Los Angeles Times, October 5, 2000


*From South Africa…

“We shall not be stampeded into a situation of panic by irresponsible elements for opportunistic reasons…We shall continue with the process of peaceful deliberation and consultations to find solutions for our unsolved problems.”

–President P.W. Botha, touting his “reform” program which included the creation of separate parliaments and bantustans for blacks, the day after six black protestors were shot dead by South African forces.

“We will fight and defeat them with all the lawful means at our disposal.” –President P.W. Botha talking about “radical Communist forces” (i.e. the ANC) which he accused of inciting violence. The New York Times, August 24, 1985

*From Israel…

“Israel is determined to defend itself. We have no hostile intention against anyone around us. We were ready to go further than any previous government in Israel, be it Netanyahu or Shamir or even Rabin and Peres, in contemplating ideas that will put an end to it. But if we won’t find a partner with the same determination and clarity of objective, we will fight to defend ourself and our right to live in freedom in this part of the world.” –Ehud Barak, CNN, October 12, 2000

*From South Africa…

“I am not prepared to lead white South Africans and other minority groups on a road to abdication and suicide.”–President P.W. Botha The San Diego Union-Tribune, August 16, 1985 *From Israel…

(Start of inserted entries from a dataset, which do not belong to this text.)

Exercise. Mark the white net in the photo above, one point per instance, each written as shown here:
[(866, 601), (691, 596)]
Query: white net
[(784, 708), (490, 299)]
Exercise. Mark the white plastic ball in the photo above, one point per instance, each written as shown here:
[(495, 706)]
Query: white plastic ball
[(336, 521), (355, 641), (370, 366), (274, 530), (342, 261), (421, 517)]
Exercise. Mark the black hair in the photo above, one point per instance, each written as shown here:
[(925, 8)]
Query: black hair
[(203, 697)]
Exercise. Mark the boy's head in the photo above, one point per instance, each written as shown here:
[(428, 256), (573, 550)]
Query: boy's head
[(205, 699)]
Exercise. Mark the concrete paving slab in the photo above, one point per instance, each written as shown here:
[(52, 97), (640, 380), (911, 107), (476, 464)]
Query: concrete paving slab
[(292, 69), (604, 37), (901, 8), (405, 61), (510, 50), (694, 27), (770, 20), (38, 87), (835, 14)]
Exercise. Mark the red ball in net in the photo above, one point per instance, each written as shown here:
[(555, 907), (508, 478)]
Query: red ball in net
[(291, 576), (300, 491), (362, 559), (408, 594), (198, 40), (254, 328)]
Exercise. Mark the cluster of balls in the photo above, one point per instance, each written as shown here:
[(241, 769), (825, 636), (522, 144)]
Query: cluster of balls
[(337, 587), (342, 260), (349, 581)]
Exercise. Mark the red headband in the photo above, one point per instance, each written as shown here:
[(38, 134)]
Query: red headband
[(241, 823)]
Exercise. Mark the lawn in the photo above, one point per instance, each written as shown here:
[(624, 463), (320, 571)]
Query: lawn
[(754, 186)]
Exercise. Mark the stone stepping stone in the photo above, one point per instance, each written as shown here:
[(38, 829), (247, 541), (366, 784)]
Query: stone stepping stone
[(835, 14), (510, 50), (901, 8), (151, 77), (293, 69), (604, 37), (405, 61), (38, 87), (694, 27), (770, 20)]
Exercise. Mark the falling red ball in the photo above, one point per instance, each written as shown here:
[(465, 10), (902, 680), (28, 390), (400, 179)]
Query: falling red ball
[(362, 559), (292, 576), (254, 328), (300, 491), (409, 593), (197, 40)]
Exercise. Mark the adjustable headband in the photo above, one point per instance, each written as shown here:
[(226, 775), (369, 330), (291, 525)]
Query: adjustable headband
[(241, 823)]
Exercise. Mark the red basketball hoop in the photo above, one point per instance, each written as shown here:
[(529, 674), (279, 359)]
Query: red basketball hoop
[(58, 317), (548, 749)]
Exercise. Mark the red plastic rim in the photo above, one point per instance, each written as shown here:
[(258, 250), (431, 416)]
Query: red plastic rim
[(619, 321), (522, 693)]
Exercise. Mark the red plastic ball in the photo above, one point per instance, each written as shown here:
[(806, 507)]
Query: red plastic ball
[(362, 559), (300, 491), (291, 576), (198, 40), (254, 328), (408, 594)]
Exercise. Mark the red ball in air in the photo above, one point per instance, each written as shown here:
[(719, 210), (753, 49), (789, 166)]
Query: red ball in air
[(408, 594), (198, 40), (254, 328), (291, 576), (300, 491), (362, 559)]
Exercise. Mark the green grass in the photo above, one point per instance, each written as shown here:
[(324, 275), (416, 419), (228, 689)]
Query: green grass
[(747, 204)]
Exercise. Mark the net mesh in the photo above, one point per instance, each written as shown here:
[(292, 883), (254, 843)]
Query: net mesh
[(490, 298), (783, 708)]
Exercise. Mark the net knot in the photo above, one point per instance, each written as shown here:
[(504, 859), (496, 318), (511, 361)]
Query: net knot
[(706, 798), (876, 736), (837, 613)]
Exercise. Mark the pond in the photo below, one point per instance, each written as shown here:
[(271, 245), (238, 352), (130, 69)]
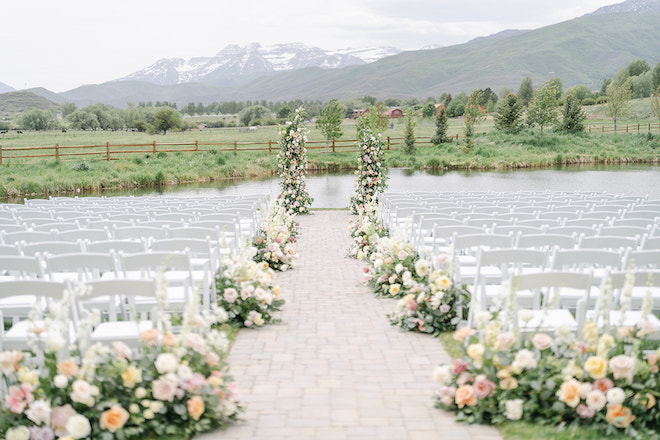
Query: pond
[(334, 190)]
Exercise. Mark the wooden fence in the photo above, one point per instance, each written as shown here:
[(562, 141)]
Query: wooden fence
[(110, 151)]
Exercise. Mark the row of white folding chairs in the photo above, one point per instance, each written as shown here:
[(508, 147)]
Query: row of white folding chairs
[(174, 267), (554, 299)]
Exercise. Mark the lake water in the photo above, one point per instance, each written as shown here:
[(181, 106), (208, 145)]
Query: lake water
[(335, 190)]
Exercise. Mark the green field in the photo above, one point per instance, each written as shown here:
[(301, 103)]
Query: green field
[(231, 153)]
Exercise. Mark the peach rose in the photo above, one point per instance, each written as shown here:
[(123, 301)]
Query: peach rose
[(67, 368), (114, 418), (195, 407), (596, 366), (623, 367), (465, 396), (150, 337), (569, 393), (619, 416)]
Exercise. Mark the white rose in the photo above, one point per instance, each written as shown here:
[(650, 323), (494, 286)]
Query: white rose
[(60, 381), (166, 363), (616, 396), (513, 409), (19, 433), (78, 426), (442, 374)]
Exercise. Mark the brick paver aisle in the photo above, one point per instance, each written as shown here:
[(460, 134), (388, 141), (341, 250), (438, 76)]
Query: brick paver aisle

“You cannot let your neck be kind of cut as a good gesture for your neighbor, even if its a good neighbor.” –Ehud Barak, CNN, October 12, 2000


*From South Africa…

“South Africa’s decisions will be made by South Africa’s leaders, and the leaders of South Africa will themselves decide what is in our interests,” Botha said in Pretoria, the capital. “Reform can only be retarded by outside attempts to interfere.”–President P.W. Botha Los Angeles Times, September 10, 1985

*From Israel...

“Of course we say no [to a UN investigation]. We say that it should be an American source of authority, maybe with Israelis and Palestinians, of course, but not international body. And we believe that this is an understandable position bearing in mind our experience in this world in the last 52 years.” –Ehud Barak, CNN, October 12, 2000


“Apartheid”–President P.W. Botha

“Us over here, Them over there”–Prime Minister Ehud Barak

…And freedom too will come to Palestine.